Man hätte gehofft, dass sich die deutschen Medien mit diesen Themen offener und unverkrampfter auseinandersetzen würden. Aber die Angriffspläne Stalins bleiben noch heute einigermassen Tabu. In diesem Zusammenhang weise ich auf eine persönliche Erfahrung hin: Im November 1997 hatte ich Gelegenheit mit Professor Topitsch an einem von der Universität Graz veranstalteten Symposium über die Wehrmacht teilzunehmen. Dort wurde von den Veranstaltern die ganze Thematik der Angriffspläne Stalins ausgeklammert -- eine ziemlich unwissenschaftliche Haltung, zumal die Klärung der Frage nicht nur von geschichtlicher sondern auch von völkerrechtlicher Relevanz ist.

Über die Nürnberger Prozesse hat man viel geschrieben. Vielleicht ist nichts besseres erschienen als das Standardwerk von August von Knieriem " Nürnberg", das im alten Ernst Klett Verlag bereits im Jahre 1953 erschien und in einer amerikanischen Übersetzung bei Regnery, Chicago.

Bisher hat man die Nürnberger Akten vorwiegend für den Beweis der deutschen Kriegsverbrechen verwendet und dabei die Dokumente der Anklage immer wieder ausgelegt und ausgewertet.
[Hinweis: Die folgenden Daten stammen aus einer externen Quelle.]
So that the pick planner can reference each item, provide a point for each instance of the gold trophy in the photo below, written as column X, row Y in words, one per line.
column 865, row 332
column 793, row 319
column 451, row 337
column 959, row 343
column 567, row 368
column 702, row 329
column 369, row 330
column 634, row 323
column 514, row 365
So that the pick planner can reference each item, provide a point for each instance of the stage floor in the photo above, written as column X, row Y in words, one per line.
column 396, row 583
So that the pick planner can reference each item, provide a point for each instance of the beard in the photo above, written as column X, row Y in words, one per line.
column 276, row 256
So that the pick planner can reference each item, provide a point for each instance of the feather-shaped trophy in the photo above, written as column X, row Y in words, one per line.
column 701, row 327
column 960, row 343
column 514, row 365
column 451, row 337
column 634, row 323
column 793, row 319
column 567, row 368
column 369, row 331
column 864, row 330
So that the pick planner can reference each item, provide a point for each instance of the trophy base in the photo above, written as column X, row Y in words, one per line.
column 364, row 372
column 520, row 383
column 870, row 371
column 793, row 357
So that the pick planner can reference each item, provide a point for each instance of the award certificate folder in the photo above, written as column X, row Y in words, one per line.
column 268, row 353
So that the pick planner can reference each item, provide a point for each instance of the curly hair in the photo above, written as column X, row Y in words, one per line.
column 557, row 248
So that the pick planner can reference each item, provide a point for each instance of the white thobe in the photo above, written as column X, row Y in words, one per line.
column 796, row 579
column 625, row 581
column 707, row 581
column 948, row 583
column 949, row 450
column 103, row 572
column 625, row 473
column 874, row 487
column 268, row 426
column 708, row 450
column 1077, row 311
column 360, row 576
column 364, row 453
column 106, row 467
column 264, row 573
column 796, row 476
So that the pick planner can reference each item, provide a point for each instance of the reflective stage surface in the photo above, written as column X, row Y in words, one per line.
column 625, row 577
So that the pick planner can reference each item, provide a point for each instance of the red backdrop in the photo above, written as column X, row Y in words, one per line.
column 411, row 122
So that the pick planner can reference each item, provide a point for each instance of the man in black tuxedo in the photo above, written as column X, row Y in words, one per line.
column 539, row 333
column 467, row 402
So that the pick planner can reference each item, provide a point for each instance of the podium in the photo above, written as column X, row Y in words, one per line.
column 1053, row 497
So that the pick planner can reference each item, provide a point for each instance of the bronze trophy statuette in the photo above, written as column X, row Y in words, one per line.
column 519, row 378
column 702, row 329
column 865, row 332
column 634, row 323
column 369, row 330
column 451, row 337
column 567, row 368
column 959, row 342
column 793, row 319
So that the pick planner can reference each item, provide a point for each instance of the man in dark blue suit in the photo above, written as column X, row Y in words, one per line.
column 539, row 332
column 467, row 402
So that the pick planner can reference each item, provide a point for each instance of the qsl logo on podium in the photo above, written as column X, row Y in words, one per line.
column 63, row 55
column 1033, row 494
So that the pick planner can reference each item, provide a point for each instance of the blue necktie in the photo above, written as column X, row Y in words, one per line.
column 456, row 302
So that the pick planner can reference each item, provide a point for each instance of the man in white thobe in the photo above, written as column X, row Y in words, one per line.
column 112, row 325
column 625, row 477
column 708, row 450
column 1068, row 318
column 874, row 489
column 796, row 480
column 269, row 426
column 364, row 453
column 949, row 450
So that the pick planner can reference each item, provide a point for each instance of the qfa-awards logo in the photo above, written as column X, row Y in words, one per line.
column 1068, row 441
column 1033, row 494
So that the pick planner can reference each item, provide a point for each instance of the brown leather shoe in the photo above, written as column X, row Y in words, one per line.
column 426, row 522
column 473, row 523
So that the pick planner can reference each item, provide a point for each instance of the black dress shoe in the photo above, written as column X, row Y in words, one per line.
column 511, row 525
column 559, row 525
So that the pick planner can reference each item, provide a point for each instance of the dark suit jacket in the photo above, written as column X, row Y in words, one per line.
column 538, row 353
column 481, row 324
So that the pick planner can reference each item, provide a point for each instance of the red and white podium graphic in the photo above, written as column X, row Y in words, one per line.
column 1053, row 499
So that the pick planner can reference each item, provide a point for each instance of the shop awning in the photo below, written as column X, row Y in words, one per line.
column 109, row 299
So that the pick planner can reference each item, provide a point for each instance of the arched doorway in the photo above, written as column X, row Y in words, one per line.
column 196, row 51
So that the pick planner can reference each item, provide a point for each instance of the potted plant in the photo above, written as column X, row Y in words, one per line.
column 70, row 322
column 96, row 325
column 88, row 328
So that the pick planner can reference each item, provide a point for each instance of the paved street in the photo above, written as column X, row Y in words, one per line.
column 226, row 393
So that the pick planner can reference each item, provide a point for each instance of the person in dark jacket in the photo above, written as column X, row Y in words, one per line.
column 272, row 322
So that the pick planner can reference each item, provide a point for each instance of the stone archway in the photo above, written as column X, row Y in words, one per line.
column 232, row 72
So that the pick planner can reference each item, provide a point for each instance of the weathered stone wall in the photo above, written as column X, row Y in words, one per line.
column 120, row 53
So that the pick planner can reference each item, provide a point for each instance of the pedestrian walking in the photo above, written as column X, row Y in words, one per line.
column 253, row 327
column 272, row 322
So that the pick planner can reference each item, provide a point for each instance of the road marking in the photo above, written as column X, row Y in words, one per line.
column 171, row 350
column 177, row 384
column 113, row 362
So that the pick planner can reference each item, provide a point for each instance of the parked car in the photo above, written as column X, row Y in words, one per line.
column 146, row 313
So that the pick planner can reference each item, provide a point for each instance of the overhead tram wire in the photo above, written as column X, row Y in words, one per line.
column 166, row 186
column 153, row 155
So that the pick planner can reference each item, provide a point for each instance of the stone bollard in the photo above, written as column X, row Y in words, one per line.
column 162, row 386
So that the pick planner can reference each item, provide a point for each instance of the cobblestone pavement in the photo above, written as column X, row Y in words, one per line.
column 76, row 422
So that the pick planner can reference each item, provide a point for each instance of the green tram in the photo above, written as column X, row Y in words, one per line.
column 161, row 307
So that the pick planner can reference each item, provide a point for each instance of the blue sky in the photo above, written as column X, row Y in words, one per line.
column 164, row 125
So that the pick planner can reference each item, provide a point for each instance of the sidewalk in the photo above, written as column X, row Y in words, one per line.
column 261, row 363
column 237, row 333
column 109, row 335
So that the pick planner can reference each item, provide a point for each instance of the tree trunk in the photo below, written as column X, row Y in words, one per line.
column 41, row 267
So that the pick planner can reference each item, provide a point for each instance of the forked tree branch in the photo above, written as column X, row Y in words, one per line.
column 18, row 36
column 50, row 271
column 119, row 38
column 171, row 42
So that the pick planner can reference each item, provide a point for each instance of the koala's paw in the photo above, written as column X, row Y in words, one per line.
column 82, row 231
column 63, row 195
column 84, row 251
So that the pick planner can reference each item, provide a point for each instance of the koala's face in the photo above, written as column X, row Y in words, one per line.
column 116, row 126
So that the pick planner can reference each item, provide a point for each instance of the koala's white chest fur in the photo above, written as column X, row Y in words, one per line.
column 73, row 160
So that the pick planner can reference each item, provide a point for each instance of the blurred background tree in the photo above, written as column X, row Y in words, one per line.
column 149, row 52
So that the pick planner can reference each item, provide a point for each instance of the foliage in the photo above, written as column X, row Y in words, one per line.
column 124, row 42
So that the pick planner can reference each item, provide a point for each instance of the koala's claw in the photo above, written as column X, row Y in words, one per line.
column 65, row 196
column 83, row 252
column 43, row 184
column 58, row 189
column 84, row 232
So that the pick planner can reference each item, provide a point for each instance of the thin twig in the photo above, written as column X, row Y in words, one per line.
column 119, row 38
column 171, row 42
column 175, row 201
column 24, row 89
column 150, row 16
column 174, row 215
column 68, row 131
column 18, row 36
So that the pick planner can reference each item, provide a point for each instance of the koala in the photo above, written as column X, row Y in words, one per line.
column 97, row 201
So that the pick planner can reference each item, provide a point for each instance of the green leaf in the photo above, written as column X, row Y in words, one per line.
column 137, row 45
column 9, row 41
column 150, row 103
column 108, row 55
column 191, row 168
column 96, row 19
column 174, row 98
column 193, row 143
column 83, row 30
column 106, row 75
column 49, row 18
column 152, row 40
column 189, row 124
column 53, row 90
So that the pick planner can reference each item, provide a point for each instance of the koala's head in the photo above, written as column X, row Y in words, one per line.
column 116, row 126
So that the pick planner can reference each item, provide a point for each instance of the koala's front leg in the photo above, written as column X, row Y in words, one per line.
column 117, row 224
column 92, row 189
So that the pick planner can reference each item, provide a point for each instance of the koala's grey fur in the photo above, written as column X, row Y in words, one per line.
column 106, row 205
In der Tat stellen die Nürnberger Akten eine sehr wertvolle Geschichtsquelle dar -- und, wie sie vielleicht wissen, sind nicht einmal 10% der Unterlagen in den 42 Bänden der veröffentlichten Prozessakten enthalten. Diese Aktensammlung der Nürnberger Prozesse stellen darüber hinaus eine bedeutende Quelle der Entlastung des deutschen Volkes allgemein und der Wehrmacht insbesondere dar. Allerdinds sind bisher recht wenige Publikationen erschienen, die die Dokumente der Verteidigung überhaupt zur Kenntnis nehmen. Ich habe einige wichtige Dokumente der Verteidigung in meinem Kapitel über " Die Nürnberger Prozesse " in Alexander Demandts Buch " Macht und Recht " (Verlag C.H. Beck) und in meinem Kapitel " Die Wehrmacht vor den Nürnberger Prozessen " in Hans Poeppels Buch " Soldaten der Wehrmacht " (Herbig Verlag) verwertet. Nürnberger Akten werden auch in Otto Peter Schwelings "Die deutsche Militärgerichtsbarkeit in der Zeit des Nationalsozialismus" und Erich Schwinges "Bilanz der Kriegsgeneration" (beide im N.G. Elwert Verlag in Marburg) ausgewertet.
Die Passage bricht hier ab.